Anleihen von Schwellenländern in Hartwährung (Emerging Market Debt Hard Currency - kurz: EMD HC), mit denen die meisten Investoren seit längerem vertraut sind, bieten Investoren Zugang zu Kreditrisiken von Schwellenländern. Die Rendite dieser Investments wird durch risikolose USD-Anleihenverzinsung (US-Staatsanleihen) sowie dem Credit Spread bestimmt. Einen weiteren Weg stellen Investitionen in Anleihen von Schwellenländern in lokaler Währung (Emerging Market Debt Local Currency - EMD LC) dar. Dadurch partizipiert der Investor an der Entwicklung lokaler Staatsanleihen in Schwellenländern aber auch an der jeweiligen Fremd-Währungsentwicklung (EM FX).

Lokale Schwellenländer-Staatsanleihen bieten Zugriff auf Kreditrisiken wie bei Hartwährungsanleihen, jedoch über den Credit Spread der lokalen Anleihe. Obwohl dieses Kreditrisiko dem Kreditrisiko für Anleihen von Schwellenländern in Hartwährung sehr ähnlich ist, gibt es doch Unterschiede: In einer angespannten volkswirtschaftlichen oder politischen Situation etwa könnte die Regierung mit einer Kategorie in Verzug geraten, mit der anderen jedoch nicht.
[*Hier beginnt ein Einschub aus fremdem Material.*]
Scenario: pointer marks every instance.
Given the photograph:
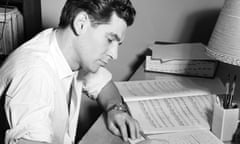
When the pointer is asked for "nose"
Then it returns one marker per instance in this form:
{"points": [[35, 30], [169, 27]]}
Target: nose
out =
{"points": [[113, 51]]}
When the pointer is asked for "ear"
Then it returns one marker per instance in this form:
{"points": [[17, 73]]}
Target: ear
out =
{"points": [[81, 22]]}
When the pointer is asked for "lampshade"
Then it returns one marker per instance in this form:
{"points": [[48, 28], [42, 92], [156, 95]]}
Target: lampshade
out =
{"points": [[224, 43]]}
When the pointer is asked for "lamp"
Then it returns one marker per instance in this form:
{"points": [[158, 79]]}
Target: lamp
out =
{"points": [[224, 43]]}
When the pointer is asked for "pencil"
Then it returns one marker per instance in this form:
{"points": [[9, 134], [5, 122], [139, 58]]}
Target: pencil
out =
{"points": [[232, 92], [226, 96]]}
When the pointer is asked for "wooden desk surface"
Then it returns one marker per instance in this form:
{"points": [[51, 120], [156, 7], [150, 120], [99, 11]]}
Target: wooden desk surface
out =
{"points": [[99, 134]]}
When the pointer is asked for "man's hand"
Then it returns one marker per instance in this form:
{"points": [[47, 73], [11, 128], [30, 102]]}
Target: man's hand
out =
{"points": [[118, 120], [122, 124]]}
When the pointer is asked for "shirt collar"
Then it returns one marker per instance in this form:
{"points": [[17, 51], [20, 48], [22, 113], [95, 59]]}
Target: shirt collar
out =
{"points": [[61, 64]]}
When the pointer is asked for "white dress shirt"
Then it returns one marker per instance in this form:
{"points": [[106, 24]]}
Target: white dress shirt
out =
{"points": [[42, 93]]}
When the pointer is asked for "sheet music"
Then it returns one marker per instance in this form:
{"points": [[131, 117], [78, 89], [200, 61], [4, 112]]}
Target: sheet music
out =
{"points": [[190, 137], [173, 114], [168, 87]]}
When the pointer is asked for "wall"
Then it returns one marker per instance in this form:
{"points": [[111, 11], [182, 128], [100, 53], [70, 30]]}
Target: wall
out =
{"points": [[163, 20]]}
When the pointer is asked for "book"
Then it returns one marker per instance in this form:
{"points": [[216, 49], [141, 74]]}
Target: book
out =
{"points": [[170, 105], [168, 87], [181, 59]]}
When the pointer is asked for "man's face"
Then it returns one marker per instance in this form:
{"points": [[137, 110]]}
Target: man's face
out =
{"points": [[100, 44]]}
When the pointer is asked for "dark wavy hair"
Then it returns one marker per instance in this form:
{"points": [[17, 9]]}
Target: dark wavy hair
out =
{"points": [[99, 11]]}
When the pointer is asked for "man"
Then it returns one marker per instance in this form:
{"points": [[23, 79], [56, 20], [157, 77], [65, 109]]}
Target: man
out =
{"points": [[43, 79]]}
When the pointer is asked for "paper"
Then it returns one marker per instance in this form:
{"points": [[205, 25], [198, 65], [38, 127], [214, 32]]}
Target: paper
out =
{"points": [[169, 87], [173, 114], [191, 137]]}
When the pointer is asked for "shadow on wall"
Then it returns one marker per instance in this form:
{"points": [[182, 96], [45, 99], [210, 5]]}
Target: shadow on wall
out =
{"points": [[203, 23], [3, 120]]}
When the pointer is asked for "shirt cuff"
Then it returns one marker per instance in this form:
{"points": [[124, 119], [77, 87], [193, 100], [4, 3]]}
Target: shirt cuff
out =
{"points": [[29, 132]]}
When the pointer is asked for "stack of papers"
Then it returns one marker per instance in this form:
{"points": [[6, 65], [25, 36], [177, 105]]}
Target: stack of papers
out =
{"points": [[173, 109]]}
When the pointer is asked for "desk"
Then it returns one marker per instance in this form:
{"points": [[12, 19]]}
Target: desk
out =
{"points": [[98, 133]]}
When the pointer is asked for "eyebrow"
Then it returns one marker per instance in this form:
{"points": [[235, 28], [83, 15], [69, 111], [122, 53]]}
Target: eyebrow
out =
{"points": [[116, 37]]}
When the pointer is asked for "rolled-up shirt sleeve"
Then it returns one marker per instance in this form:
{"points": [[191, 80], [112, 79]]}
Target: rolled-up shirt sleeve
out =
{"points": [[29, 104], [94, 82]]}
Unter normalen Umständen werden die Unterschiede im Wesentlichen durch die Merkmale des Marktes bestimmt, wie etwa, ob ausländische Investoren leichten Zugriff erhalten, entsprechende Steuern einbehalten werden, lokale Investoren auf einfache Art und Weise im Ausland investieren können etc.

Das zusätzliche Währungsexposure in den Schwellenländern bietet Zugriff auf eine Kombination zwischen Währungsrisikoprämie und realer Währungsauf- bzw. -abwertung. Dies ist eine ganz andere Art von Exposure als der Credit Spread. In Schwellenländern mit hoher Kreditwürdigkeit und niedrigen Credit Spreads ist das Potential auf weitere Kreditverbesserung äußerst begrenzt. Die kontinuierliche, wirtschaftliche Entwicklung wird dann größtenteils eine reale Währungsaufwertung nach sich ziehen.

Ein praktisches Beispiel für diese Auswirkungen kann in Osteuropa gesehen werden: Obwohl die Credit Spreads praktisch verschwunden sind, stellt die reale Währungsaufwertung einen starken, mittelfristigen Trend dar. Anleihenfonds von Schwellenländern in lokaler Währung -mit der Kombination aus lokalen Staatsanleihen und Fremd-Währungsexposure - eignen sich daher besonders für eine Partizipation an diesem Trend.

Zusammengefasst partizipieren Investoren mit Anleihen in lokaler Währung in größerem Umfang an der Entwicklung in den aufstrebenden Märkten als mit Hartwährungsinvestments.

2. Instrumente und Benchmarks im Überblick:

Bei ING Investment Management ist unsere Orientierungsgröße für Anleihen von Schwellenländern in lokaler Währung der Vergleichsindex JP Morgan ELMI+. Dieser Vergleichsindex bildet die Performance von Devisentermingeschäften (currency forward contracts) mit einer durchschnittlichen Duration von sechs Wochen ab. Seit kurzem steht auch ein alternativer JP Morgan Vergleichsindex zur Verfügung, der GBI-EM Index. In diesem Index sind nur Anleihen von Schwellenländern in deren eigener Währung verzeichnet und in dieser Form verlangt der Index von den Emittenten, dass sie einen besonderen Standardtyp lokaler Anleihen herausgegeben, die im GBI-EM vertreten sind. Diese Strukturierung bringt es mit sich, dass nur die am weitesten entwickelten Schwellenländer tatsächlich darin vertreten sind. Da es nur einige wenige dieser Länder gibt, schließt dieser Index eine Menge interessanter Schwellenländer aus.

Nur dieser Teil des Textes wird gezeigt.